Statoil gets nod to use Huldra platform during cold phase

Norwegian offshore safety watchdog, the Petroleum Safety Authority (PSA), has granted Statoil consent to use the Huldra platform in the North Sea during its cold phase.

PSA said on Friday that the consent applies to the use of the platform after the wells have been plugged and abandoned, casings removed and the platform permanently shut down.

To remind, the platform went offline on September 3, 2014, and all six wells at Huldra were plugged by the jack-up rig West Epsilon during 2016.

The Huldra field is a Statoil-operated gas and condensate field on the Norwegian Continental Shelf, North East of Bergen which came on stream in November 2001. It is located north of the Oseberg field in a water depth of 125 meters.

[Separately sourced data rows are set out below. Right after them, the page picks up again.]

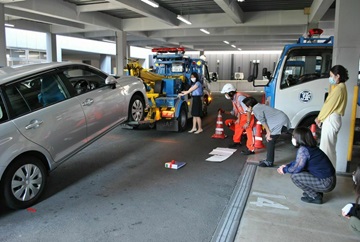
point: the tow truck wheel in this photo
(182, 119)
(136, 108)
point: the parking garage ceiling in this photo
(245, 25)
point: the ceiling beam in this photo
(65, 11)
(232, 9)
(42, 18)
(318, 10)
(160, 14)
(99, 7)
(253, 19)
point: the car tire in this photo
(136, 108)
(23, 182)
(182, 119)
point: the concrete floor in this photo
(118, 190)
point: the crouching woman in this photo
(311, 171)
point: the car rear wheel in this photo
(136, 108)
(24, 182)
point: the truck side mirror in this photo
(251, 78)
(266, 73)
(214, 77)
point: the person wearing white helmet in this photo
(243, 121)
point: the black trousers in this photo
(270, 145)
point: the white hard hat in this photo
(228, 88)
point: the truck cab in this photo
(173, 69)
(299, 85)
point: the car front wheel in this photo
(24, 182)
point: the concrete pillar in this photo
(3, 61)
(105, 63)
(51, 55)
(346, 53)
(120, 52)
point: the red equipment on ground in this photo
(258, 136)
(219, 130)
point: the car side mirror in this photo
(111, 81)
(251, 78)
(214, 77)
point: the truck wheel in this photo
(24, 182)
(182, 119)
(136, 108)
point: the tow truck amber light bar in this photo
(166, 50)
(167, 114)
(315, 32)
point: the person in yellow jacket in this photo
(329, 118)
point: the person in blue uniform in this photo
(196, 91)
(311, 171)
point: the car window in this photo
(305, 66)
(3, 114)
(35, 93)
(85, 79)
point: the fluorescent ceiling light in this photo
(205, 31)
(181, 18)
(151, 3)
(108, 40)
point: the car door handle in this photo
(34, 124)
(88, 102)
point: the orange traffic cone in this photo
(313, 130)
(219, 130)
(258, 136)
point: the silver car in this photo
(49, 112)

The field was developed using a wellhead platform including a processing facility and was remotely controlled from Veslefrikk B.

The platform itself has an interesting history since it was, at one point, put up for sale by Statoil on a Norwegian advertising website with a sales pitch that said: “Well kept 20 bedroom platform for sale. Panorama sea view and plenty of room for a helicopter. Only your imagination limits what it can be used for.”

At the time, one of the potential buyers of the ’20 bedroom platform’ was ConocoPhillips which planned to re-use the Huldra platform topsides on a new steel jacket with a tie-in to the Ekofisk complex for the development of its Tommeliten Alpha license. However, the deal never came to be as ConocoPhillips reportedly shelved the Tommeliten development project in March 2015.

The Huldra platform will be removed by Heerema Marine Contractors during 2019 with the subsequent disposal and recycling work taking place at AF Offshore Decom’s environmental base in Vats, Norway within the first half of 2020.